Due to ECB interest rates hikes, direct mortgage costs have gone up roughly by 2.02% over the period in question. Indirect mortgage costs . . . the risk and administrative premia charged by the banks . . . show no signs of declining.
Yet, mortgage stress-testing requirements have more than doubled for even the shortterm fixed mortgages, implying that for an average first-time buying couple, some 25%-50% greater down payment may be needed to secure the same level of borrowing.
That adds up to around 2.5%-5% on the overall cost of moving into a new house for a couple that would have put 10% down on the property before the subprime credit markets debacle.
Last, but not least, the combined effects of interest rates hikes and tighter stress-testing imply reduced availability of credit facilities for first-time buyers, once again necessitating further increases in down payments in order to secure a mortgage.
All of this suggests that the 'improved affordability' really reflects a selection bias whereas only premium-quality candidates, with higher income-to-loan-value ratios are getting mortgages today.
There is a further caveat to the claims advanced by the ESB/DKM Index. If falling prices are so deep as to have a significant impact on affordability, and if these prices are expected to fall further in the future, as ESB/DKM Index predicts, how on earth can we call the current situation a 'soft landing'?
Just in case one needs any further proof, some of the largest mortgage lenders in the country expect some 18%20% declines in new mortgage lending this year relative to 2006.

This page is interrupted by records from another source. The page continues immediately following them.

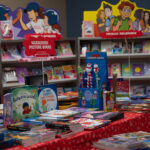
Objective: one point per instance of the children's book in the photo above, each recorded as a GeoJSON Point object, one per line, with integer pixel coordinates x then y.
{"type": "Point", "coordinates": [87, 29]}
{"type": "Point", "coordinates": [138, 47]}
{"type": "Point", "coordinates": [7, 111]}
{"type": "Point", "coordinates": [69, 72]}
{"type": "Point", "coordinates": [58, 73]}
{"type": "Point", "coordinates": [106, 46]}
{"type": "Point", "coordinates": [116, 48]}
{"type": "Point", "coordinates": [115, 69]}
{"type": "Point", "coordinates": [147, 69]}
{"type": "Point", "coordinates": [48, 99]}
{"type": "Point", "coordinates": [21, 73]}
{"type": "Point", "coordinates": [6, 29]}
{"type": "Point", "coordinates": [126, 70]}
{"type": "Point", "coordinates": [146, 46]}
{"type": "Point", "coordinates": [138, 69]}
{"type": "Point", "coordinates": [66, 48]}
{"type": "Point", "coordinates": [25, 103]}
{"type": "Point", "coordinates": [91, 124]}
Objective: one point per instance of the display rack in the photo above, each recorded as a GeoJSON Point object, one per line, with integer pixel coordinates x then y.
{"type": "Point", "coordinates": [60, 60]}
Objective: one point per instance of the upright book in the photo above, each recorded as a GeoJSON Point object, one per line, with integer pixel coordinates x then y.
{"type": "Point", "coordinates": [25, 102]}
{"type": "Point", "coordinates": [48, 99]}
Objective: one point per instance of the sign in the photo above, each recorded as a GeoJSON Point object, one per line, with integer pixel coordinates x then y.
{"type": "Point", "coordinates": [40, 45]}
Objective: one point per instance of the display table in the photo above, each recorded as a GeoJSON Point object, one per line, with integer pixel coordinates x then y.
{"type": "Point", "coordinates": [132, 122]}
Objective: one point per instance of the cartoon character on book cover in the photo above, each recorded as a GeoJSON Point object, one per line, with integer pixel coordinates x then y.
{"type": "Point", "coordinates": [25, 103]}
{"type": "Point", "coordinates": [47, 98]}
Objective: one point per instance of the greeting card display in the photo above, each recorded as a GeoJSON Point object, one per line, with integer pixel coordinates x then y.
{"type": "Point", "coordinates": [93, 80]}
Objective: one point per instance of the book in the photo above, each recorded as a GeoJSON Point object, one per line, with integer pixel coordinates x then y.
{"type": "Point", "coordinates": [25, 102]}
{"type": "Point", "coordinates": [69, 72]}
{"type": "Point", "coordinates": [137, 47]}
{"type": "Point", "coordinates": [6, 29]}
{"type": "Point", "coordinates": [66, 49]}
{"type": "Point", "coordinates": [21, 73]}
{"type": "Point", "coordinates": [7, 111]}
{"type": "Point", "coordinates": [116, 48]}
{"type": "Point", "coordinates": [87, 29]}
{"type": "Point", "coordinates": [91, 124]}
{"type": "Point", "coordinates": [146, 46]}
{"type": "Point", "coordinates": [138, 69]}
{"type": "Point", "coordinates": [115, 69]}
{"type": "Point", "coordinates": [48, 99]}
{"type": "Point", "coordinates": [58, 73]}
{"type": "Point", "coordinates": [126, 70]}
{"type": "Point", "coordinates": [146, 69]}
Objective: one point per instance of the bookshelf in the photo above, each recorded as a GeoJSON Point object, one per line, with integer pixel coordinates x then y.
{"type": "Point", "coordinates": [37, 63]}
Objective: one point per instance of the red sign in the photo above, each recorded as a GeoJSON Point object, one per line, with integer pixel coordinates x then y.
{"type": "Point", "coordinates": [121, 34]}
{"type": "Point", "coordinates": [40, 45]}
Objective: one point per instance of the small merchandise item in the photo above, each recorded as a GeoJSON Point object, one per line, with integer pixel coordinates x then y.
{"type": "Point", "coordinates": [21, 73]}
{"type": "Point", "coordinates": [91, 124]}
{"type": "Point", "coordinates": [138, 69]}
{"type": "Point", "coordinates": [87, 29]}
{"type": "Point", "coordinates": [25, 126]}
{"type": "Point", "coordinates": [6, 29]}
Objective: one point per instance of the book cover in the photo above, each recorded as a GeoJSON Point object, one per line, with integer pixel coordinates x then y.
{"type": "Point", "coordinates": [21, 73]}
{"type": "Point", "coordinates": [66, 48]}
{"type": "Point", "coordinates": [138, 69]}
{"type": "Point", "coordinates": [48, 99]}
{"type": "Point", "coordinates": [126, 70]}
{"type": "Point", "coordinates": [87, 29]}
{"type": "Point", "coordinates": [58, 73]}
{"type": "Point", "coordinates": [6, 29]}
{"type": "Point", "coordinates": [138, 47]}
{"type": "Point", "coordinates": [7, 111]}
{"type": "Point", "coordinates": [90, 124]}
{"type": "Point", "coordinates": [147, 69]}
{"type": "Point", "coordinates": [116, 48]}
{"type": "Point", "coordinates": [146, 46]}
{"type": "Point", "coordinates": [115, 69]}
{"type": "Point", "coordinates": [25, 103]}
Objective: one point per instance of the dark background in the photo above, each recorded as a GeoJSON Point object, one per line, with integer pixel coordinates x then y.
{"type": "Point", "coordinates": [75, 8]}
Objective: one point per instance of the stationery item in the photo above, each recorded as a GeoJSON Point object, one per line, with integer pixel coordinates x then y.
{"type": "Point", "coordinates": [25, 102]}
{"type": "Point", "coordinates": [90, 124]}
{"type": "Point", "coordinates": [47, 97]}
{"type": "Point", "coordinates": [21, 73]}
{"type": "Point", "coordinates": [138, 69]}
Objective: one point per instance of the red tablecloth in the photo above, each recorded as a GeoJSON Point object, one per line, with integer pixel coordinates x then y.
{"type": "Point", "coordinates": [83, 141]}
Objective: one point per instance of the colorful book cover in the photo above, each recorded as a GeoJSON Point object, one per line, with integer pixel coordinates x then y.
{"type": "Point", "coordinates": [115, 69]}
{"type": "Point", "coordinates": [59, 113]}
{"type": "Point", "coordinates": [25, 103]}
{"type": "Point", "coordinates": [58, 73]}
{"type": "Point", "coordinates": [138, 69]}
{"type": "Point", "coordinates": [66, 48]}
{"type": "Point", "coordinates": [116, 48]}
{"type": "Point", "coordinates": [21, 73]}
{"type": "Point", "coordinates": [48, 99]}
{"type": "Point", "coordinates": [6, 29]}
{"type": "Point", "coordinates": [126, 70]}
{"type": "Point", "coordinates": [147, 69]}
{"type": "Point", "coordinates": [138, 47]}
{"type": "Point", "coordinates": [7, 111]}
{"type": "Point", "coordinates": [87, 29]}
{"type": "Point", "coordinates": [69, 72]}
{"type": "Point", "coordinates": [146, 46]}
{"type": "Point", "coordinates": [90, 124]}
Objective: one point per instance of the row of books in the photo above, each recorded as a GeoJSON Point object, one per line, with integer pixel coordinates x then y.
{"type": "Point", "coordinates": [135, 69]}
{"type": "Point", "coordinates": [135, 140]}
{"type": "Point", "coordinates": [112, 47]}
{"type": "Point", "coordinates": [18, 52]}
{"type": "Point", "coordinates": [11, 74]}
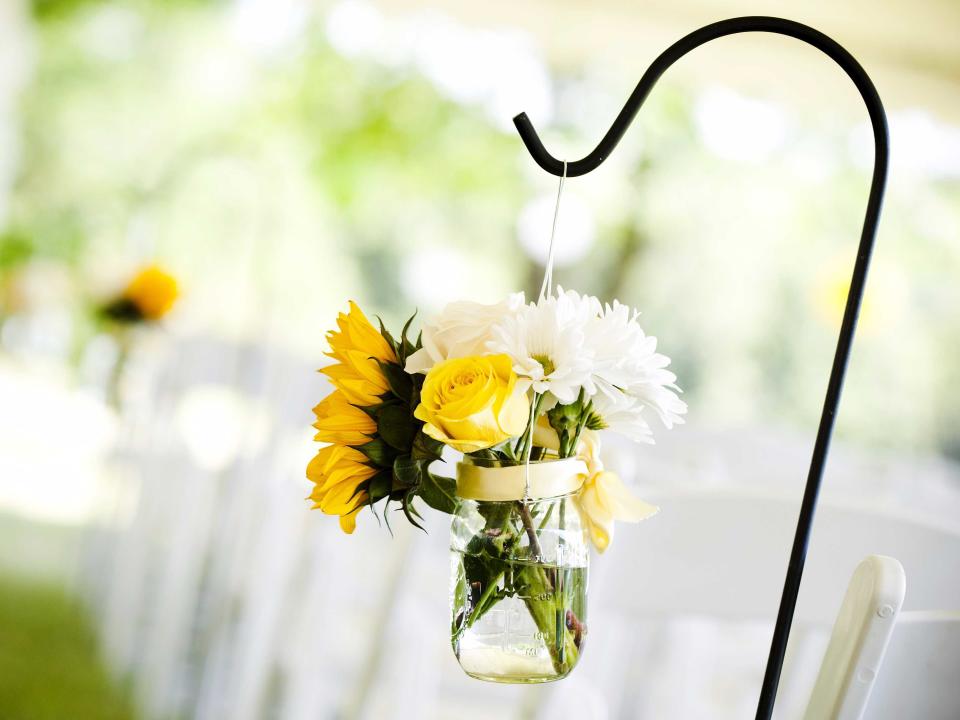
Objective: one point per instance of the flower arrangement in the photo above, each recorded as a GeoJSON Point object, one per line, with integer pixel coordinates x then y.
{"type": "Point", "coordinates": [147, 298]}
{"type": "Point", "coordinates": [526, 392]}
{"type": "Point", "coordinates": [149, 295]}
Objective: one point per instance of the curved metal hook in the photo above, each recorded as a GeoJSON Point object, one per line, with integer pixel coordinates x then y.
{"type": "Point", "coordinates": [878, 120]}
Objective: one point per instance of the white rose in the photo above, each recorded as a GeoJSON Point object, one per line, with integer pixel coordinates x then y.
{"type": "Point", "coordinates": [461, 330]}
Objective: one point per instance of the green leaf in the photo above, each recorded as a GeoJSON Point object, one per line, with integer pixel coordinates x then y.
{"type": "Point", "coordinates": [411, 511]}
{"type": "Point", "coordinates": [401, 384]}
{"type": "Point", "coordinates": [397, 427]}
{"type": "Point", "coordinates": [426, 448]}
{"type": "Point", "coordinates": [406, 348]}
{"type": "Point", "coordinates": [386, 334]}
{"type": "Point", "coordinates": [438, 492]}
{"type": "Point", "coordinates": [378, 452]}
{"type": "Point", "coordinates": [379, 486]}
{"type": "Point", "coordinates": [407, 473]}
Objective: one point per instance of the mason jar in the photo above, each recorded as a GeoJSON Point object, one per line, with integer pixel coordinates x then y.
{"type": "Point", "coordinates": [519, 570]}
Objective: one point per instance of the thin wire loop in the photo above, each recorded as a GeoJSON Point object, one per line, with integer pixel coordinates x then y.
{"type": "Point", "coordinates": [546, 289]}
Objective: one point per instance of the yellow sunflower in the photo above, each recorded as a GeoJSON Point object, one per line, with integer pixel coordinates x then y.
{"type": "Point", "coordinates": [337, 472]}
{"type": "Point", "coordinates": [340, 421]}
{"type": "Point", "coordinates": [153, 291]}
{"type": "Point", "coordinates": [357, 347]}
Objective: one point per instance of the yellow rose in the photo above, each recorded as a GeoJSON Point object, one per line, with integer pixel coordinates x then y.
{"type": "Point", "coordinates": [474, 402]}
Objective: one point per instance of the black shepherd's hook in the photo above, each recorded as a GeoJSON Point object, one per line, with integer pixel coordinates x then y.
{"type": "Point", "coordinates": [878, 120]}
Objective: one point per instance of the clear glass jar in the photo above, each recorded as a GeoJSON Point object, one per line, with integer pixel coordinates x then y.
{"type": "Point", "coordinates": [518, 592]}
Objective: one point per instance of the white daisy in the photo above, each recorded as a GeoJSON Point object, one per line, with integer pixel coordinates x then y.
{"type": "Point", "coordinates": [461, 330]}
{"type": "Point", "coordinates": [620, 413]}
{"type": "Point", "coordinates": [625, 361]}
{"type": "Point", "coordinates": [547, 343]}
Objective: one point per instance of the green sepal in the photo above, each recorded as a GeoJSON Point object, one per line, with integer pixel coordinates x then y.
{"type": "Point", "coordinates": [396, 426]}
{"type": "Point", "coordinates": [386, 334]}
{"type": "Point", "coordinates": [406, 348]}
{"type": "Point", "coordinates": [401, 384]}
{"type": "Point", "coordinates": [407, 473]}
{"type": "Point", "coordinates": [439, 492]}
{"type": "Point", "coordinates": [426, 448]}
{"type": "Point", "coordinates": [410, 511]}
{"type": "Point", "coordinates": [379, 486]}
{"type": "Point", "coordinates": [378, 453]}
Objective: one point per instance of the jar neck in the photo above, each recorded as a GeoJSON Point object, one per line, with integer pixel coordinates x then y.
{"type": "Point", "coordinates": [545, 479]}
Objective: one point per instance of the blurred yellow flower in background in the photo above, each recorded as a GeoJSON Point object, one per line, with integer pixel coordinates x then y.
{"type": "Point", "coordinates": [357, 348]}
{"type": "Point", "coordinates": [338, 472]}
{"type": "Point", "coordinates": [341, 422]}
{"type": "Point", "coordinates": [153, 291]}
{"type": "Point", "coordinates": [474, 402]}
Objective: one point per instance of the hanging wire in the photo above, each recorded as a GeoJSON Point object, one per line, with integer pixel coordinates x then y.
{"type": "Point", "coordinates": [546, 289]}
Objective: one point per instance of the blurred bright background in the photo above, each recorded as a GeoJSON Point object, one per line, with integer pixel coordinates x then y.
{"type": "Point", "coordinates": [281, 157]}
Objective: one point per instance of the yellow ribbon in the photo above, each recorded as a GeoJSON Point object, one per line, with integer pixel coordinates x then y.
{"type": "Point", "coordinates": [550, 478]}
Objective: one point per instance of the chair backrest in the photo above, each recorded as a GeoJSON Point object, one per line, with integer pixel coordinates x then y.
{"type": "Point", "coordinates": [859, 640]}
{"type": "Point", "coordinates": [884, 664]}
{"type": "Point", "coordinates": [919, 674]}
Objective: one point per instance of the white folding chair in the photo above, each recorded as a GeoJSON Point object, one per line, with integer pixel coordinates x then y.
{"type": "Point", "coordinates": [882, 663]}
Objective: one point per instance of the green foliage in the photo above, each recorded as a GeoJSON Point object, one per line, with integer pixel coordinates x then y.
{"type": "Point", "coordinates": [50, 667]}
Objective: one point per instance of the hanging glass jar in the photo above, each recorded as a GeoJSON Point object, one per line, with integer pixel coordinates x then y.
{"type": "Point", "coordinates": [519, 566]}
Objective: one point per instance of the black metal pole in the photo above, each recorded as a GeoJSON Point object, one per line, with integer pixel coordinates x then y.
{"type": "Point", "coordinates": [878, 120]}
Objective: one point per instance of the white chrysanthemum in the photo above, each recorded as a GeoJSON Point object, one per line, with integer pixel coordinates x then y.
{"type": "Point", "coordinates": [461, 330]}
{"type": "Point", "coordinates": [547, 343]}
{"type": "Point", "coordinates": [625, 361]}
{"type": "Point", "coordinates": [619, 413]}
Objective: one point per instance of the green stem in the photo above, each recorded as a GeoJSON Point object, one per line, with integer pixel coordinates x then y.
{"type": "Point", "coordinates": [480, 608]}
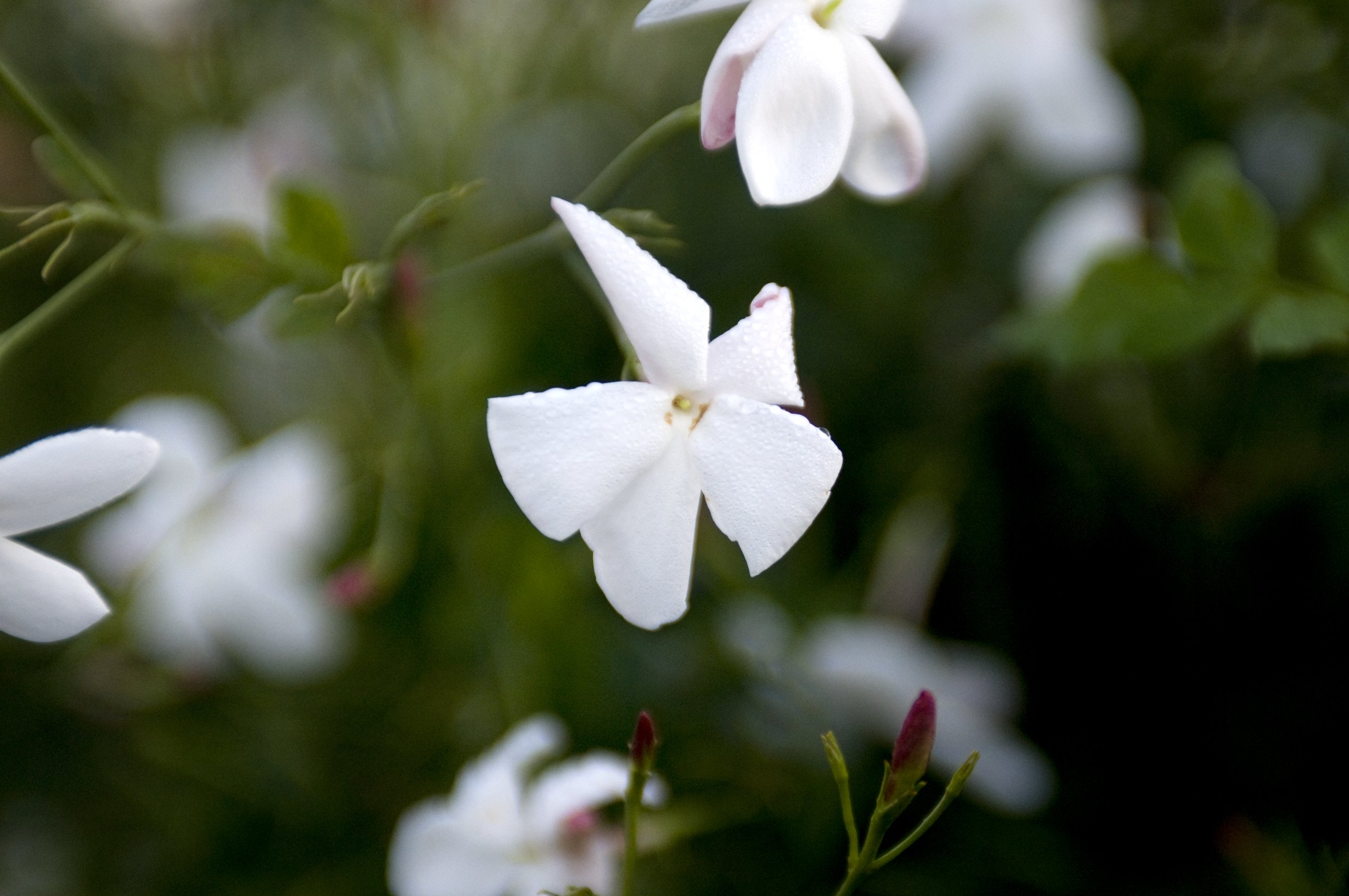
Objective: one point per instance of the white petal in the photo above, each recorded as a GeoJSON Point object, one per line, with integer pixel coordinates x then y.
{"type": "Point", "coordinates": [664, 319]}
{"type": "Point", "coordinates": [570, 787]}
{"type": "Point", "coordinates": [756, 358]}
{"type": "Point", "coordinates": [490, 790]}
{"type": "Point", "coordinates": [668, 10]}
{"type": "Point", "coordinates": [435, 853]}
{"type": "Point", "coordinates": [68, 475]}
{"type": "Point", "coordinates": [644, 541]}
{"type": "Point", "coordinates": [795, 114]}
{"type": "Point", "coordinates": [567, 454]}
{"type": "Point", "coordinates": [766, 474]}
{"type": "Point", "coordinates": [869, 18]}
{"type": "Point", "coordinates": [888, 155]}
{"type": "Point", "coordinates": [1078, 118]}
{"type": "Point", "coordinates": [957, 104]}
{"type": "Point", "coordinates": [1089, 224]}
{"type": "Point", "coordinates": [722, 86]}
{"type": "Point", "coordinates": [193, 439]}
{"type": "Point", "coordinates": [285, 497]}
{"type": "Point", "coordinates": [44, 600]}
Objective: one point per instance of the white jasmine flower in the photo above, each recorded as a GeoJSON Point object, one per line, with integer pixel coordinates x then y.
{"type": "Point", "coordinates": [46, 484]}
{"type": "Point", "coordinates": [1030, 69]}
{"type": "Point", "coordinates": [1094, 222]}
{"type": "Point", "coordinates": [502, 835]}
{"type": "Point", "coordinates": [870, 671]}
{"type": "Point", "coordinates": [806, 97]}
{"type": "Point", "coordinates": [227, 176]}
{"type": "Point", "coordinates": [625, 464]}
{"type": "Point", "coordinates": [223, 552]}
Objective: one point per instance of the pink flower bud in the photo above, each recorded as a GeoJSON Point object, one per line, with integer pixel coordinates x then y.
{"type": "Point", "coordinates": [914, 746]}
{"type": "Point", "coordinates": [642, 746]}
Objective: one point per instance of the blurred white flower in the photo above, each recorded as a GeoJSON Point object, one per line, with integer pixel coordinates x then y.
{"type": "Point", "coordinates": [502, 835]}
{"type": "Point", "coordinates": [625, 464]}
{"type": "Point", "coordinates": [46, 484]}
{"type": "Point", "coordinates": [221, 551]}
{"type": "Point", "coordinates": [806, 96]}
{"type": "Point", "coordinates": [1094, 222]}
{"type": "Point", "coordinates": [872, 670]}
{"type": "Point", "coordinates": [224, 176]}
{"type": "Point", "coordinates": [162, 22]}
{"type": "Point", "coordinates": [1030, 69]}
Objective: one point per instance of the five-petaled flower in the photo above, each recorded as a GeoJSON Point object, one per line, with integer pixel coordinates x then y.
{"type": "Point", "coordinates": [806, 97]}
{"type": "Point", "coordinates": [499, 835]}
{"type": "Point", "coordinates": [49, 482]}
{"type": "Point", "coordinates": [625, 464]}
{"type": "Point", "coordinates": [223, 551]}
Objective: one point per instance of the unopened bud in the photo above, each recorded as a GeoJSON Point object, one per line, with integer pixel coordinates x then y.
{"type": "Point", "coordinates": [642, 746]}
{"type": "Point", "coordinates": [912, 748]}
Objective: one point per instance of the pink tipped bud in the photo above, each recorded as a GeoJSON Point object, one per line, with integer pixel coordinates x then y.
{"type": "Point", "coordinates": [642, 746]}
{"type": "Point", "coordinates": [352, 586]}
{"type": "Point", "coordinates": [914, 746]}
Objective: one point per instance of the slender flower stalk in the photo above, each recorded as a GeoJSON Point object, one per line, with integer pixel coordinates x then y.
{"type": "Point", "coordinates": [83, 157]}
{"type": "Point", "coordinates": [66, 299]}
{"type": "Point", "coordinates": [641, 759]}
{"type": "Point", "coordinates": [601, 190]}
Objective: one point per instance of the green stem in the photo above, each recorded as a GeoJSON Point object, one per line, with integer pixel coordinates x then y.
{"type": "Point", "coordinates": [66, 299]}
{"type": "Point", "coordinates": [953, 790]}
{"type": "Point", "coordinates": [82, 157]}
{"type": "Point", "coordinates": [611, 180]}
{"type": "Point", "coordinates": [599, 192]}
{"type": "Point", "coordinates": [632, 807]}
{"type": "Point", "coordinates": [839, 768]}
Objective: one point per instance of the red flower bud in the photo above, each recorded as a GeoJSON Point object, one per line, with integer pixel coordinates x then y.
{"type": "Point", "coordinates": [642, 746]}
{"type": "Point", "coordinates": [914, 746]}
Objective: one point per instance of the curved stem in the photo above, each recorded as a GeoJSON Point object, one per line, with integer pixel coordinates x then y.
{"type": "Point", "coordinates": [82, 157]}
{"type": "Point", "coordinates": [599, 192]}
{"type": "Point", "coordinates": [66, 299]}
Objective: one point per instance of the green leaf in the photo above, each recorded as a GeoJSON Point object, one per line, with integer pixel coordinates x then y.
{"type": "Point", "coordinates": [1226, 224]}
{"type": "Point", "coordinates": [226, 273]}
{"type": "Point", "coordinates": [1130, 308]}
{"type": "Point", "coordinates": [1331, 249]}
{"type": "Point", "coordinates": [1298, 324]}
{"type": "Point", "coordinates": [64, 170]}
{"type": "Point", "coordinates": [313, 231]}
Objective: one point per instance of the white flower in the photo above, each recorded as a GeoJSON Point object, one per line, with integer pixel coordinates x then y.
{"type": "Point", "coordinates": [501, 835]}
{"type": "Point", "coordinates": [1094, 222]}
{"type": "Point", "coordinates": [870, 671]}
{"type": "Point", "coordinates": [226, 176]}
{"type": "Point", "coordinates": [806, 97]}
{"type": "Point", "coordinates": [625, 464]}
{"type": "Point", "coordinates": [223, 552]}
{"type": "Point", "coordinates": [49, 482]}
{"type": "Point", "coordinates": [1029, 68]}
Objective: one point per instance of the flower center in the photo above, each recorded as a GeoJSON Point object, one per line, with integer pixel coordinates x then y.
{"type": "Point", "coordinates": [826, 10]}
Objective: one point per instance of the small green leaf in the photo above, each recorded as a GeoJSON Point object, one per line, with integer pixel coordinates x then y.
{"type": "Point", "coordinates": [1289, 324]}
{"type": "Point", "coordinates": [434, 211]}
{"type": "Point", "coordinates": [1226, 224]}
{"type": "Point", "coordinates": [1331, 249]}
{"type": "Point", "coordinates": [1130, 308]}
{"type": "Point", "coordinates": [64, 172]}
{"type": "Point", "coordinates": [226, 273]}
{"type": "Point", "coordinates": [313, 230]}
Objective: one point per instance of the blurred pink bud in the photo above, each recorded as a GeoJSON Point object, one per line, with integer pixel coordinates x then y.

Apparently, first-time buyers are not buying the improved affordability scenario. Instead, as last week's figures from one mortgage lender show, some 76% of Irish people expect the interest rates to rise by 0.5%-1% in the next 12 months and only 7% believe that there will be no further rates hikes.
Estate agents Hooke & MacDonald cited these figures after making a claim that "the Irish residential property market has now reached a turning point and already there are encouraging signs of a pick-up in activity, with sales enquiries through Hooke & MacDonald increasing steadily".
This begs the question:
given that Hooke & MacDonald provide no hard figures to support their claim of steadily increasing enquiries, what evidence do they have to make such a sweeping argument about housing market recovery?
Property buyers and sellers have only an imperfect information concerning the future direction of the interest rates, housing prices, their disposable incomes and other fundamentals that drive their decisions to enter the market.
When people possess imperfect knowledge, faced with external shocks to their confidence, their decisionmaking processes freeze and their assessment of risks becomes unpredictable.
The end result: the markets begin to behave irrationally and no amount of verbal re-assurances, new credit injections and other policy tricks can shift them out of this short-term equilibrium.
When considered in the context of the housing markets, this picture of dysfunctional financial markets is further complicated by the size and time-horizon of the investment decisions that involve hundreds of thousands of euros and 20-30 years long commitments.
The main lesson of the imperfect knowledge theory insights into the financial markets behaviour is that the only means for shifting investors out of their frozen state is to alter their expectations by improving the quality of their information.
In the case of the Irish housing markets, this means giving the punters information about the actual state of affairs, not a PR-spin about reaching some 'soft landing' marks and 'market rebounds'.